Gaspillage alimentaire : Royal va "mettre la pression" sur les distributeurs

Ségolène Royal le 17 juillet 2015 à Paris [Francois Guillot / AFP/Archives] Ségolène Royal le 17 juillet 2015 à Paris [Francois Guillot / AFP/Archives]

"Je vais leur mettre la pression, mais je pense que c'est aussi leur intérêt, c'est leur image de marque" qui est en jeu, a-t-elle souligné sur France 2. "Je compte sur la responsabilité et la citoyenneté des entreprises de la grande distribution" pour parvenir à un accord, a expliqué la ministre.

 

"Le gaspillage alimentaire, c'est plus de 200 euros par an et par famille, c'est considérable", a souligné Mme Royal. Le "fléau" du gaspillage alimentaire est "tout simplement insupportable", a-t-elle ajouté.

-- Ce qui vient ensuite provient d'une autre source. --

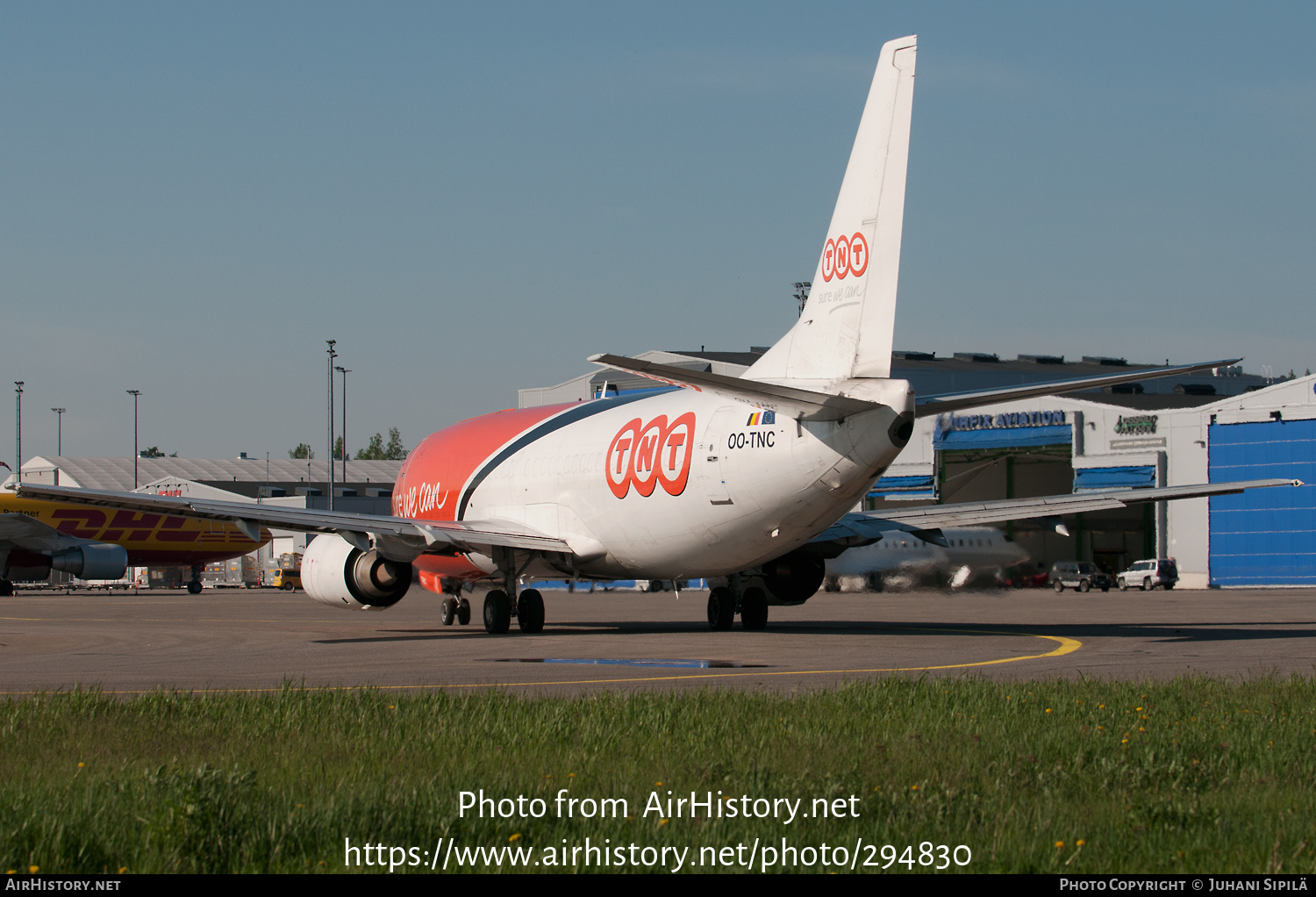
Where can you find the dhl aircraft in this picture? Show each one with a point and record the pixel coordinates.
(747, 478)
(39, 535)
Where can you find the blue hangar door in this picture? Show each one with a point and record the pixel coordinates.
(1263, 536)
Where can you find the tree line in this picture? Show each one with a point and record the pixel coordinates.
(375, 451)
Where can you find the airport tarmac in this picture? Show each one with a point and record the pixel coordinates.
(260, 639)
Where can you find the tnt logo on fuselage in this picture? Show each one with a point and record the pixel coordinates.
(649, 455)
(845, 255)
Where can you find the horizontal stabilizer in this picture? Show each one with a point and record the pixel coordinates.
(931, 405)
(789, 400)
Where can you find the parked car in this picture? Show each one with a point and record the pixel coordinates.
(287, 580)
(1079, 575)
(1149, 575)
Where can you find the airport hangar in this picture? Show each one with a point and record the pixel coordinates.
(1216, 426)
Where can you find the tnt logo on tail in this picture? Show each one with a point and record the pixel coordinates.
(649, 455)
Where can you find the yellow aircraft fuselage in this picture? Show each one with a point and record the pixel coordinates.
(149, 539)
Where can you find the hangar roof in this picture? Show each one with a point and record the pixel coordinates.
(118, 473)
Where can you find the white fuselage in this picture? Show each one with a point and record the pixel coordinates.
(682, 484)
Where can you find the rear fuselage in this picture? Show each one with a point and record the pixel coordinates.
(671, 485)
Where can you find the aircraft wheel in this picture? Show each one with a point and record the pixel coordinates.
(755, 609)
(721, 609)
(497, 613)
(529, 612)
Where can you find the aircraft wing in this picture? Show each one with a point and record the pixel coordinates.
(791, 400)
(924, 522)
(31, 534)
(400, 535)
(931, 405)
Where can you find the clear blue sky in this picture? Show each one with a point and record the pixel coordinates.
(471, 199)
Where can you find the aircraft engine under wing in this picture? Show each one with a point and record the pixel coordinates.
(931, 405)
(397, 538)
(82, 557)
(855, 530)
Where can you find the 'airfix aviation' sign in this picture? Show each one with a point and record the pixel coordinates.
(647, 455)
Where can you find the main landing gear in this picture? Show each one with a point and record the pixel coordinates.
(455, 610)
(497, 612)
(500, 604)
(723, 605)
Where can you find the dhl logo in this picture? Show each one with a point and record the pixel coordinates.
(842, 255)
(649, 455)
(129, 526)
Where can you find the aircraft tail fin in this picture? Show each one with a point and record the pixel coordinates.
(848, 323)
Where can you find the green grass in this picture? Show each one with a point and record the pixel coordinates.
(1189, 775)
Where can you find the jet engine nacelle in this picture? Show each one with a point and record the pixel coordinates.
(792, 578)
(94, 560)
(340, 575)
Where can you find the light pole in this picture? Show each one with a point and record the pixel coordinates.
(134, 394)
(60, 437)
(344, 371)
(332, 355)
(18, 428)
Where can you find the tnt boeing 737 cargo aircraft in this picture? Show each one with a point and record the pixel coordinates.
(749, 478)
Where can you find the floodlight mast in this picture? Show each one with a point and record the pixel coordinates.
(136, 452)
(60, 437)
(344, 371)
(18, 428)
(332, 355)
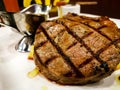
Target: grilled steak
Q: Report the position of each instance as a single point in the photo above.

Mme Royal qui rencontrera jeudi les enseignes de la grande distribution pour parvenir à un accord sur le gaspillage alimentaire, en raison de la censure par le Conseil constitutionnel de plusieurs paragraphes de l'article de la loi sur la transition énergétique sur ce sujet pour des raisons de procédure, a averti qu'à défaut, elle passerait par une loi.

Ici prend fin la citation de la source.